Eleven plus children sometimes need stretching. We urge them to read a wide range of books. We want our children to be able to absorb an exuberant vocabulary. After all the children will rely on their vocabulary, at times, while they doing some verbal reasoning exercises.
So if we tell the children to read the classics, are we being reactionary? In The Three Musketeers we read language developed in a rather spectacular setting:
‘Whilst they were within the precincts of the camp, the four friends did not exchange a word: they were, besides, followed by the curious, who, having heard of the wager, wished to know how they would extricate themselves from the affair.’
So the story of The Three Musketeers is all about friends fighting with each other, the people are simply sorted by nationality (French or English), where they live, work and fight is important (Gascon or Norman) as is their social class (master or servant.). But when Athos stands on the parapet immune to the bullets we hope the children will identify with him.
We want our children to stand on the parapet, in the Eleven Plus room, immune to questions that may phase them. We want our children to feel that they are heroes and heroines as they tackle adversity. We want our children to feel that they can conquer all that lies before them.

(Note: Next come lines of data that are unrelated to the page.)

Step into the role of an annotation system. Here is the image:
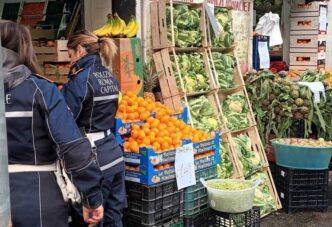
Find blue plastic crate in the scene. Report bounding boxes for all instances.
[124,133,220,166]
[125,151,220,185]
[114,107,189,144]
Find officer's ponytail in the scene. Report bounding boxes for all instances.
[67,30,117,68]
[0,20,42,74]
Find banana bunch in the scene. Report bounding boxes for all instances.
[93,14,139,38]
[93,19,113,37]
[122,15,139,38]
[111,13,126,36]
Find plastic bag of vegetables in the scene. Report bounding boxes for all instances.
[247,172,277,217]
[222,94,249,131]
[172,53,210,93]
[188,95,220,133]
[211,52,235,89]
[233,135,263,178]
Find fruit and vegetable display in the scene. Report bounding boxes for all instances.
[187,95,221,133]
[212,8,234,48]
[246,70,332,146]
[299,69,330,83]
[166,5,202,48]
[246,70,310,145]
[116,92,179,122]
[248,172,277,217]
[234,135,263,178]
[222,94,249,131]
[217,142,234,179]
[211,52,236,89]
[274,138,332,147]
[93,13,139,38]
[172,53,210,93]
[208,180,251,190]
[123,111,214,153]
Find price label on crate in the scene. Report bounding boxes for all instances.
[175,143,196,190]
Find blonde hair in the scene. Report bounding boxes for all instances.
[67,30,117,68]
[0,20,41,74]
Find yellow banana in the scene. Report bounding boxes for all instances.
[126,21,139,38]
[123,15,136,35]
[111,15,121,36]
[93,21,110,36]
[98,20,113,37]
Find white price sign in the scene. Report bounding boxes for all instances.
[204,1,222,37]
[175,143,196,190]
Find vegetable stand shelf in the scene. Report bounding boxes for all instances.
[150,0,208,50]
[150,0,281,217]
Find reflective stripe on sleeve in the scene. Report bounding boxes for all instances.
[93,94,119,102]
[5,111,33,118]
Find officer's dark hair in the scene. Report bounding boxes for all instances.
[0,20,41,74]
[67,30,117,68]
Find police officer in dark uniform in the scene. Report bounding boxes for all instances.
[61,30,126,227]
[1,21,104,227]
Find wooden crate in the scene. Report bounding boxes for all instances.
[262,167,283,211]
[171,48,218,94]
[44,75,68,84]
[291,1,327,13]
[231,126,269,169]
[34,40,70,65]
[290,17,320,31]
[289,52,325,66]
[289,65,323,71]
[185,91,225,132]
[150,0,208,50]
[220,132,243,179]
[218,87,257,134]
[208,49,245,91]
[153,49,182,110]
[290,34,325,49]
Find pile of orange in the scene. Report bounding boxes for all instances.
[116,91,180,122]
[153,163,174,171]
[123,113,214,153]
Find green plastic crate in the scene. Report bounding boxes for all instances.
[184,166,217,216]
[184,188,207,201]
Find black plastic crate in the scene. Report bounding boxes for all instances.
[269,162,276,181]
[277,185,328,213]
[124,203,183,226]
[183,211,210,227]
[128,191,183,213]
[126,180,179,200]
[209,207,260,227]
[124,216,183,227]
[275,165,329,188]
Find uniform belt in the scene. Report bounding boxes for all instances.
[8,162,57,173]
[86,129,112,144]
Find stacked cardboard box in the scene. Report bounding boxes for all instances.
[289,1,328,71]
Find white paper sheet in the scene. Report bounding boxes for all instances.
[258,41,270,69]
[175,143,196,190]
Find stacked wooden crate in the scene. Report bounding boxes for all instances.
[289,1,328,71]
[150,0,282,218]
[33,40,70,83]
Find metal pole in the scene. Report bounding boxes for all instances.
[0,45,11,226]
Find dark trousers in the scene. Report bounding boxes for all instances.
[69,169,127,227]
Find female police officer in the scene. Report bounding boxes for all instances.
[1,20,104,226]
[61,31,126,227]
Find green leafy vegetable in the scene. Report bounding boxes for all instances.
[222,94,249,131]
[211,52,235,89]
[208,180,251,190]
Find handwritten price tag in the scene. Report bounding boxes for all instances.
[175,143,196,190]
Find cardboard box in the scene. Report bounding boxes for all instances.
[290,17,320,31]
[112,38,143,96]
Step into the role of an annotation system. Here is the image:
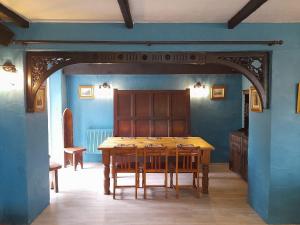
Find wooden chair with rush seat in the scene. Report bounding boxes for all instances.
[63,108,86,170]
[111,145,139,199]
[175,144,202,198]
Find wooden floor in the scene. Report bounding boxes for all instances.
[33,163,268,225]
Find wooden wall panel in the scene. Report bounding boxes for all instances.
[117,92,132,117]
[172,120,187,136]
[118,120,132,136]
[114,89,190,137]
[171,93,186,118]
[135,120,151,136]
[153,120,169,137]
[135,93,151,117]
[153,93,169,117]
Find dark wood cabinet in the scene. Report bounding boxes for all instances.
[229,131,248,181]
[114,89,190,137]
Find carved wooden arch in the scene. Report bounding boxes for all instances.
[26,51,269,112]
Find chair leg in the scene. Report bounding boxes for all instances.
[54,170,59,193]
[165,171,168,199]
[73,153,78,171]
[137,172,140,188]
[143,173,147,199]
[113,172,116,200]
[176,171,179,199]
[64,152,67,168]
[193,172,196,188]
[170,172,173,188]
[80,152,84,169]
[135,172,138,199]
[197,172,200,198]
[50,172,54,189]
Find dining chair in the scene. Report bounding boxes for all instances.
[143,144,168,199]
[175,144,202,198]
[111,145,139,199]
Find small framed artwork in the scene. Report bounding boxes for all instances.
[79,85,94,99]
[211,85,225,100]
[250,86,263,112]
[297,83,300,114]
[34,86,46,112]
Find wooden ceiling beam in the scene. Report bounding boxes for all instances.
[0,23,14,46]
[117,0,133,29]
[228,0,268,29]
[0,3,29,28]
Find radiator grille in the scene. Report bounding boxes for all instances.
[86,129,113,154]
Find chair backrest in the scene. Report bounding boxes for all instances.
[63,108,73,148]
[112,146,138,171]
[144,144,168,171]
[176,144,201,170]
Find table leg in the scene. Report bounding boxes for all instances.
[202,165,209,194]
[102,150,111,195]
[202,151,210,194]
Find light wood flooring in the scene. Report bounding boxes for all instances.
[32,163,268,225]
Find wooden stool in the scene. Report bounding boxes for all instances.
[49,162,62,193]
[64,147,86,171]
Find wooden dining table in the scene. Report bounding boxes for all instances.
[98,137,214,195]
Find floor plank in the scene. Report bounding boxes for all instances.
[32,163,268,225]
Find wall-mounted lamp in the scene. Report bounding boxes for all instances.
[194,82,204,89]
[95,82,113,99]
[0,61,18,90]
[1,61,17,73]
[99,82,111,89]
[190,82,209,98]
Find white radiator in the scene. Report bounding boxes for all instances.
[86,129,113,154]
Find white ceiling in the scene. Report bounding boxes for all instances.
[1,0,300,23]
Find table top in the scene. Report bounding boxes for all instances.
[98,137,214,151]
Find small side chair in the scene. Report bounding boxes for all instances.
[63,108,86,170]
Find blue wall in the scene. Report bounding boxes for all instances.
[0,23,300,224]
[0,49,29,224]
[66,74,242,163]
[48,70,67,164]
[268,49,300,224]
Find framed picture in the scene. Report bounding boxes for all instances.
[79,85,94,99]
[34,86,46,112]
[297,83,300,114]
[250,86,263,112]
[211,85,225,100]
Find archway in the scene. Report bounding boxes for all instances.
[25,51,270,112]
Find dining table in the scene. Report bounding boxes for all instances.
[98,136,215,195]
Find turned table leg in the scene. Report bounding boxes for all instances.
[202,151,210,194]
[102,150,111,195]
[202,165,209,194]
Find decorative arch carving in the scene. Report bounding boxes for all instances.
[26,51,269,112]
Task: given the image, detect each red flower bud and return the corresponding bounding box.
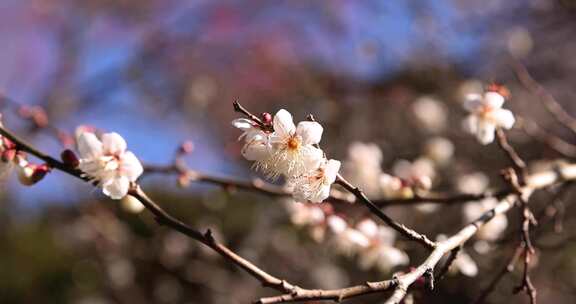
[18,163,50,185]
[61,149,80,167]
[261,112,272,124]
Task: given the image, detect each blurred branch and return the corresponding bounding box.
[512,62,576,134]
[520,117,576,158]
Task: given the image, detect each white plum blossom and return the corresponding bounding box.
[232,118,271,161]
[292,159,341,203]
[463,91,516,145]
[77,130,143,200]
[263,109,325,179]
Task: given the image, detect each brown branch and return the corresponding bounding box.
[336,174,436,250]
[496,128,527,179]
[255,280,397,304]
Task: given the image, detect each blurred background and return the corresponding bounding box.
[2,0,576,303]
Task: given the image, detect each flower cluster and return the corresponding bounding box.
[76,129,143,200]
[462,88,516,145]
[233,109,340,203]
[285,201,409,273]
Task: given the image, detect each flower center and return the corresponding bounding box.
[287,136,300,151]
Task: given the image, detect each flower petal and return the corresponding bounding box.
[323,159,341,184]
[77,132,103,159]
[296,121,323,145]
[273,109,295,138]
[121,151,144,181]
[463,94,483,112]
[302,146,324,171]
[484,92,505,109]
[102,132,127,155]
[232,118,255,131]
[102,176,130,200]
[492,109,515,129]
[242,138,270,161]
[476,120,496,145]
[462,115,478,134]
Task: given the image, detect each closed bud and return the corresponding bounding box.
[61,149,80,167]
[30,164,50,183]
[2,149,16,163]
[178,140,194,155]
[261,112,272,124]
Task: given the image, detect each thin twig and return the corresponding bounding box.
[336,174,436,250]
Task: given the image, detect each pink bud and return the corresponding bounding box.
[1,149,16,163]
[261,112,272,124]
[178,141,194,155]
[61,149,80,167]
[2,137,15,150]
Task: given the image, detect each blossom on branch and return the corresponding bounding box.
[76,130,143,200]
[234,108,339,203]
[232,118,271,161]
[462,90,516,145]
[292,159,341,203]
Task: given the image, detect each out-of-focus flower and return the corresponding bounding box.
[393,158,436,191]
[424,137,454,166]
[464,198,508,241]
[343,142,383,198]
[462,90,515,145]
[457,173,489,194]
[292,159,341,203]
[412,96,448,133]
[356,219,409,272]
[437,234,478,277]
[379,173,411,199]
[76,130,143,200]
[285,201,325,227]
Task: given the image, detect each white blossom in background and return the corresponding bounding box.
[379,173,408,199]
[457,173,490,194]
[464,197,508,242]
[437,234,478,277]
[285,201,325,227]
[76,130,143,200]
[232,118,271,162]
[292,159,341,203]
[356,219,409,272]
[412,96,448,133]
[343,142,383,198]
[462,90,516,145]
[393,158,437,212]
[393,158,436,191]
[424,137,454,166]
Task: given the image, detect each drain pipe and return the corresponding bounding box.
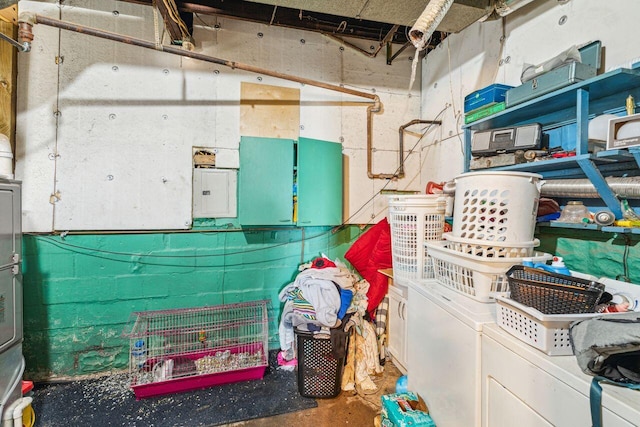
[18,13,385,177]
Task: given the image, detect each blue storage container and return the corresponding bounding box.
[464,84,513,113]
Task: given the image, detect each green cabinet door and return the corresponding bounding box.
[238,136,294,225]
[297,137,343,226]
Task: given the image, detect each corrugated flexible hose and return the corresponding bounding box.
[408,0,454,51]
[443,177,640,199]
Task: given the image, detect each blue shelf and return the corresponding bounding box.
[537,221,640,235]
[463,68,640,131]
[482,151,639,178]
[463,66,640,222]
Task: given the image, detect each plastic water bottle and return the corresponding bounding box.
[548,256,571,275]
[131,339,147,371]
[395,375,408,393]
[522,256,571,276]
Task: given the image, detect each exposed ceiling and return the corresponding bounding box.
[122,0,496,59]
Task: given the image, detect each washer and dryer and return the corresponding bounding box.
[406,279,640,426]
[406,280,495,427]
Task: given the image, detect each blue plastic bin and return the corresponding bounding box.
[464,84,513,113]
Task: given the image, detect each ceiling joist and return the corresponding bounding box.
[152,0,194,47]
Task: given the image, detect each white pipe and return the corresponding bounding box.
[0,357,24,426]
[2,400,19,427]
[12,397,33,427]
[408,0,454,51]
[0,133,14,179]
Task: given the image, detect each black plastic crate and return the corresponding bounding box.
[295,328,349,398]
[506,265,605,314]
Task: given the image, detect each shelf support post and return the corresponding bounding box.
[576,158,623,219]
[464,128,472,172]
[629,147,640,169]
[576,88,589,156]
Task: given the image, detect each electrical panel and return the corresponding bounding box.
[192,168,237,218]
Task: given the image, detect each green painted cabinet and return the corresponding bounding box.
[239,137,295,225]
[297,137,343,226]
[239,136,343,226]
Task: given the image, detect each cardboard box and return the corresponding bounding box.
[381,392,436,427]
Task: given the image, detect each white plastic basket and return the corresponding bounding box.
[452,171,543,243]
[496,277,640,356]
[388,195,446,283]
[425,240,551,303]
[443,233,539,258]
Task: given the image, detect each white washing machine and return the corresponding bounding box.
[406,280,496,427]
[0,180,23,421]
[482,323,640,427]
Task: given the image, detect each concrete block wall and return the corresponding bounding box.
[22,225,361,379]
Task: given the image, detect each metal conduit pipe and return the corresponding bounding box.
[19,13,386,178]
[540,177,640,199]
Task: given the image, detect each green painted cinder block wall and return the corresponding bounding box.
[21,225,364,380]
[21,224,640,379]
[535,227,640,283]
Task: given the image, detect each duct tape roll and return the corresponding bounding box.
[594,210,615,226]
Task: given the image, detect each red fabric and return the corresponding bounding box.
[311,257,336,269]
[344,218,393,318]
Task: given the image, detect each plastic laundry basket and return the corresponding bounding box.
[452,171,543,243]
[425,240,552,303]
[444,233,540,258]
[388,195,446,283]
[296,329,349,398]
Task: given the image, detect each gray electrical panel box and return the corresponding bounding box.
[192,168,237,218]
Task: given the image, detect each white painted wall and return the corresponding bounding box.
[16,0,421,232]
[420,0,640,184]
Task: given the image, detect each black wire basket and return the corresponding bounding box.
[506,265,605,314]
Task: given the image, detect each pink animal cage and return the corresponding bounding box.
[124,300,269,399]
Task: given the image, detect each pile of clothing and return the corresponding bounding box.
[278,256,358,361]
[278,255,384,392]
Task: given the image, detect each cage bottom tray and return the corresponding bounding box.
[132,365,268,399]
[132,344,268,399]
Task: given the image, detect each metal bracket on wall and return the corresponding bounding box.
[576,157,623,219]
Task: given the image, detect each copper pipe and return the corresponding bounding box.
[21,13,389,179]
[24,14,378,102]
[367,118,442,180]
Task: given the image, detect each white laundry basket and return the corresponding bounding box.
[452,171,543,243]
[443,233,539,258]
[388,195,446,284]
[426,240,552,303]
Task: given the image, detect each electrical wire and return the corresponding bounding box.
[30,108,446,267]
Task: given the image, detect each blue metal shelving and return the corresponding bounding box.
[463,67,640,222]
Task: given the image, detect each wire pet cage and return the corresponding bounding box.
[125,300,269,399]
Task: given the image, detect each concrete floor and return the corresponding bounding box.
[230,361,404,427]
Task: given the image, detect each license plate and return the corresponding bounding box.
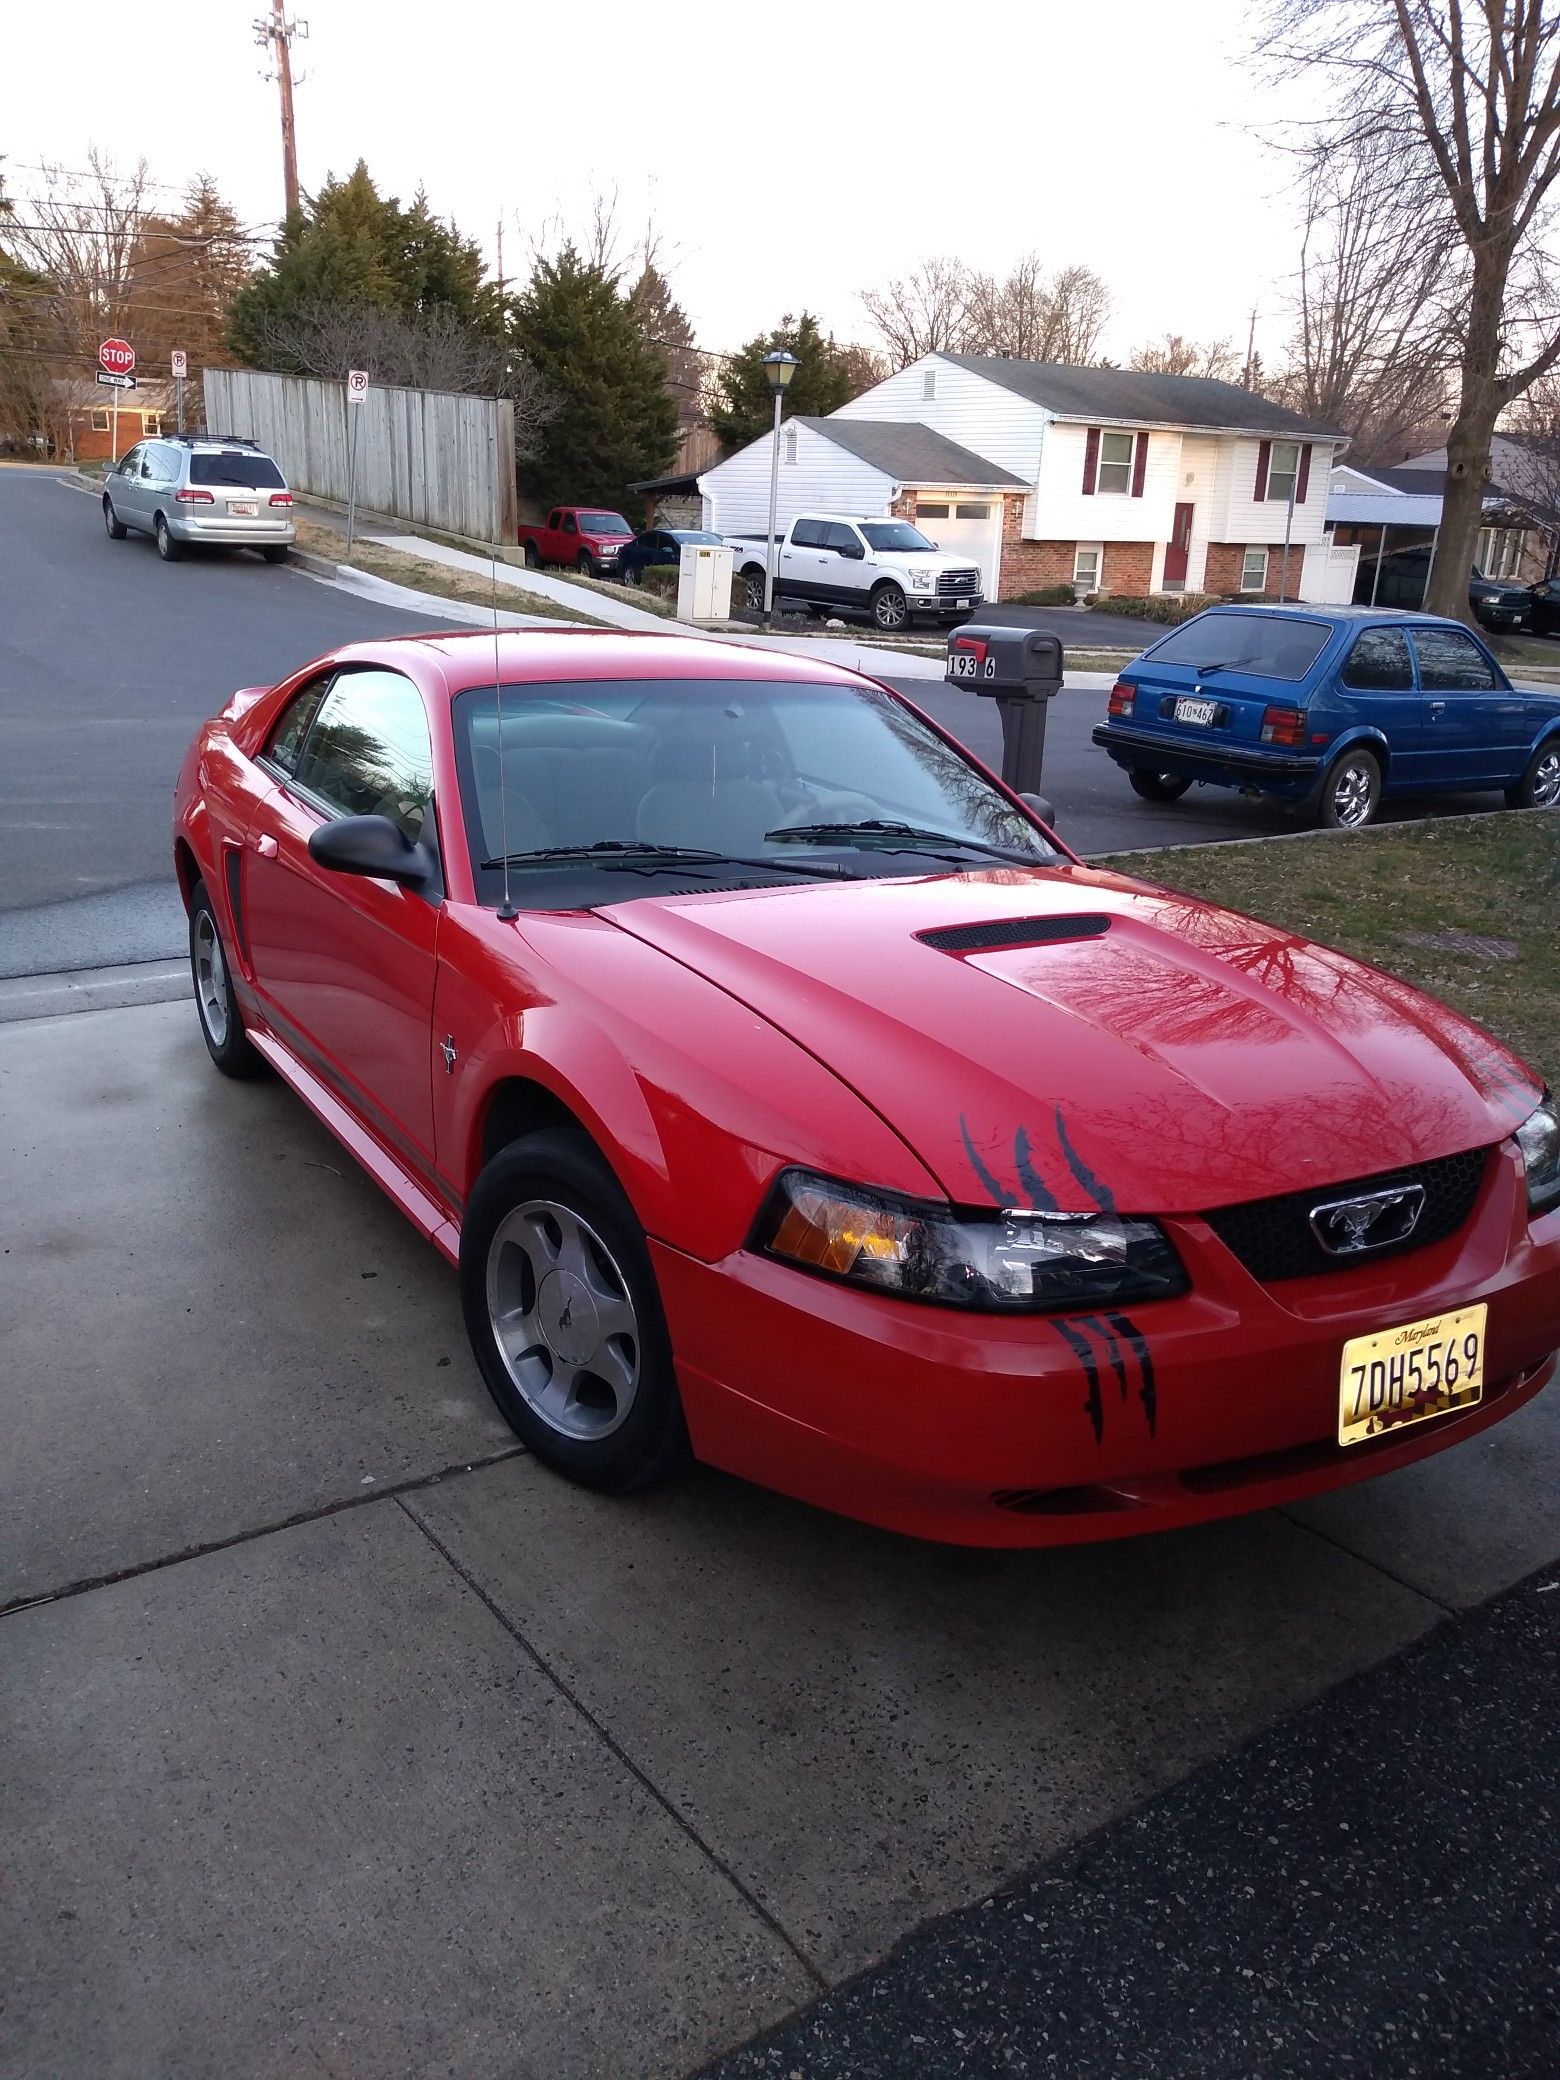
[955,597,970,609]
[1338,1303,1486,1447]
[1174,696,1218,726]
[949,651,981,680]
[230,500,258,517]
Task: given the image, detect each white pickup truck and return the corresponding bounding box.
[725,513,984,631]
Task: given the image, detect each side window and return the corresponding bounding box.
[118,444,144,476]
[292,670,435,839]
[1412,627,1498,693]
[791,518,825,548]
[822,522,861,554]
[265,672,335,778]
[548,510,561,529]
[562,513,578,536]
[1341,628,1413,692]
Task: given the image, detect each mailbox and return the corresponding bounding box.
[945,625,1064,796]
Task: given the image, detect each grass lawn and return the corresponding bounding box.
[292,519,610,627]
[1098,811,1560,1089]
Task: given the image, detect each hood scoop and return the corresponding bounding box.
[918,913,1112,955]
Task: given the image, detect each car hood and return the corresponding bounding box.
[600,867,1540,1214]
[892,552,980,572]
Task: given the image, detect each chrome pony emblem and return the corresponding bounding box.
[1309,1184,1426,1256]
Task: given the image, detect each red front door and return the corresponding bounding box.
[1165,502,1194,586]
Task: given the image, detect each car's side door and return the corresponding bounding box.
[111,444,148,527]
[1410,624,1526,787]
[1332,625,1422,782]
[242,666,442,1173]
[777,517,826,600]
[821,521,871,607]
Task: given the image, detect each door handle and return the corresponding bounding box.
[252,832,278,859]
[1429,701,1446,716]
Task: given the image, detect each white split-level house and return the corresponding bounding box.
[699,354,1354,605]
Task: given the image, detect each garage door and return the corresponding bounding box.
[914,498,1003,598]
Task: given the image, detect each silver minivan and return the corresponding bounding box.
[102,435,297,563]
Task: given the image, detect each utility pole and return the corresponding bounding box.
[1242,305,1258,391]
[254,3,308,220]
[496,214,505,298]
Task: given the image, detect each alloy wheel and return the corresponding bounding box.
[1533,748,1560,807]
[485,1200,642,1441]
[1330,760,1377,828]
[193,907,230,1046]
[873,586,907,631]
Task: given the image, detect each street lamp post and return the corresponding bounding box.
[761,350,800,623]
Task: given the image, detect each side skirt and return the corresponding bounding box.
[246,1026,462,1267]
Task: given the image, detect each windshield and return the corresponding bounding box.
[579,511,632,535]
[190,451,286,490]
[1144,610,1333,682]
[860,521,937,553]
[452,677,1058,908]
[669,531,723,545]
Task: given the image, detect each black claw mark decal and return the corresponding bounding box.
[958,1109,1159,1446]
[1014,1125,1061,1212]
[1050,1319,1105,1444]
[1054,1105,1116,1212]
[960,1114,1007,1206]
[1104,1310,1157,1438]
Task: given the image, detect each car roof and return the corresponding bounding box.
[320,629,880,697]
[1186,602,1474,630]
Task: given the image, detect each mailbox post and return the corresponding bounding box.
[945,625,1064,796]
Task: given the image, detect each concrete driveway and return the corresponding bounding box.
[3,995,1556,2077]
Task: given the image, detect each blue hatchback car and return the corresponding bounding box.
[1091,604,1560,828]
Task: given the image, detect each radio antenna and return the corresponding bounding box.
[490,415,516,922]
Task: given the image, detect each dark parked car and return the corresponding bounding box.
[1092,603,1560,828]
[1357,545,1531,631]
[1525,576,1560,636]
[616,528,724,586]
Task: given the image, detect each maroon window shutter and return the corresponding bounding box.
[1131,430,1148,497]
[1082,426,1100,495]
[1296,442,1312,504]
[1254,439,1272,502]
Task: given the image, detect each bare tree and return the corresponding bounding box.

Books that children read today are often full of characters with imperfections and problems. But we hope that as the story grips them and takes them on a journey of exploration they will react positively in a similar manner in the examination. Then our children will show that they have absorbed the `hard’ words and the complex concepts. They may also learn a little about punctuation! Just look with awe at the punctuation in the passage above. We hope that our children will replicate the confident use of commas in the examination.